Still and cold at dawn. A cardinal sings once in the moonlight and goes back to sleep for ten minutes. A small cloud turns to rust.
cardinal
3/3/2023
With a storm on the way, the sun is a bright smear in a field of white. Still the normal early-spring soundtrack: cardinal, nuthatch, junco, crow, plane, train…
2/6/2023
Dull gray clouds since well before sunrise, but the cardinal is an engine of cheer. It’s two degrees above freezing. Anything could happen.
1/20/2023
Overcast with short-lived bright patches in the clouds. A cardinal sings a few notes at the time indicated for sunrise. Then it’s back to the sound of the wind.
11/7/2022
Clear and cooler. A female cardinal flies out of a barberry bush, her bill red as the berries. Crows argue over fresh additions to the compost.
4/23/2022
A 30-second rain. I count nine shades of green, all circled by a cardinal in his flame-colored cap. The daffodils once again stand erect.
3/14/2022
Sunrise reddens the western ridge and its whine of traffic. Cardinal song. With my last sip of tea, the sun strikes my face.
3/10/2022
Yesterday’s snow glitters between the shadows of trees. To the winter-long harangues of cardinal, titmouse and Carolina wren, add one phoebe.
3/5/2022
A leaden sky at sunrise, but an hour later, the sun glimmers through thinning clouds. Cardinal and titmouse song. The smell of bare dirt.
8/28/2021
The fog slowly lifts, except where it’s been trapped by funnel spider webs. The cardinal’s cheer seems a bit misplaced.
8/20/2021
Cardinal joined by a whippoorwill.
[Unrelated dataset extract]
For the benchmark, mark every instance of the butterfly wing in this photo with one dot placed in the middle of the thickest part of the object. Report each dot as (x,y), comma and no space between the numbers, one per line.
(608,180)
The white shapes in the yard turn out to be snakeroot.
8/17/2021
Sunrise hidden by clouds. Towhee and cardinal’s usual soliloquies. A mosquito sings her need into my ear.
6/10/2021
Downpour. An ant abandons its dead caterpillar. An earthworm dangles from a cardinal’s bill.
4/26/2021
The brassy singers of open spaces take it in turns: robin, cardinal, towhee. But I am ready for shade and the whispery songs of warblers.